I have spent days fighting with the leftists at my site to a) give a straight answer, b) stop badly misreading my post and ignoring the limitations of the hypo, and c) stop making assumptions about my viewpoint. But I can see I won't have to fight with you on these points. Even if we disagree, you are willing to state my arguments fairly and respond to them reasonably.

If you are willing, I'd like to continue the discussion in future blog posts. I'd like to avoid doing it in comments because I don't think everyone (in my comments section or yours) shares your willingness to give the other guy's argument a fair shake. I'd find it less frustrating to do it in blog posts. What do you say?

‘High moral ground’ doesn’t seem to count for as much as it used to.

How the hell would we know?

Thanks -

Sebastian, if you're going to respond to Patterico, PLEASE PLEASE PLEASE discuss actual facts rather than made up hypotheticals. Please. You know I'm an encyclopedia on this--more so now than when I posted regularly. You still have my email, right?

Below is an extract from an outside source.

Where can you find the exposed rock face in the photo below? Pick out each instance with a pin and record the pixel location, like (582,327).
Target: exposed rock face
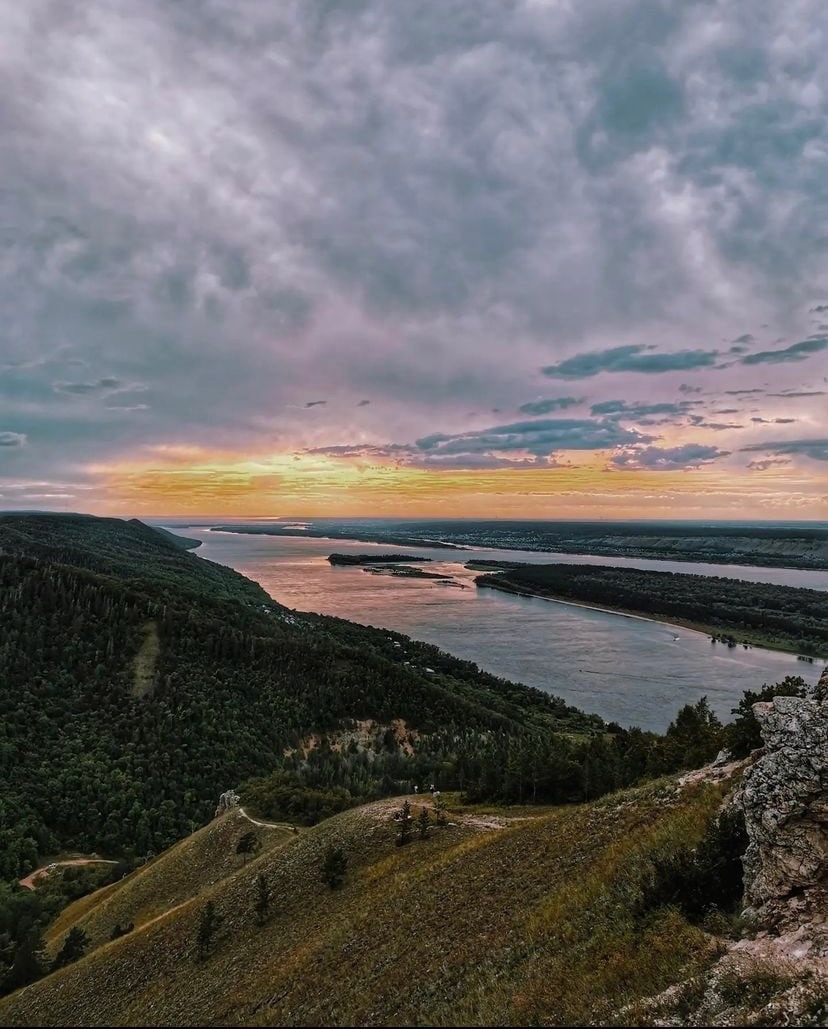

Feel free to send on any questions.

And for God's sake discuss the interrogation techniques as actually practiced & not fictional, sanitized versions.

I have spent days fighting with the leftists at my site to a) give a straight answer

You obviously were fishing in the wrong pond.

No, it's not worth it. We give up too much.

If not employing torture means that we suffer further attacks that might otherwise have been avoided, then that's the price we pay for being a nation that doesn't torture.

We've paid far, far, far more than that over the course of our history for that position. Maybe you're willing to piss that away, but I'm not.

Thank you -

Well, Bill, clearly we ought to start cutting off heads, hanging burned bodies from bridges, and hijacking airliners and flying them into buildings. There's no reason to restrain ourselves if being the "good guys" isn't about behavior but about being chosen by God or something. Has the idea of winning hearts and minds been superseded by the idea of ruling through fear, or is the new idea that we'll just exterminate everyone who disagrees with us?

Sebastian, if you're going to respond to Patterico, PLEASE PLEASE PLEASE discuss actual facts rather than made up hypotheticals.

Too late!!!

:)

FWIW, I think (but could be wrong) that Patterico's hypo was intended mainly for people who not only disagree with him about torture as US policy, but call him scum, monster, etc., for thinking that there may be some real-life cases when torture is justified.

The hypo in and of itself isn't realistic at all, and if he goes on to try to use it to justify a particular real-world event then he's off-base; but just because some people make a different judgment than we do when considering these sorts of moral trade-offs doesn't make them monsters.

D'oh! Or I could simply read a few comments up before hitting the Post button.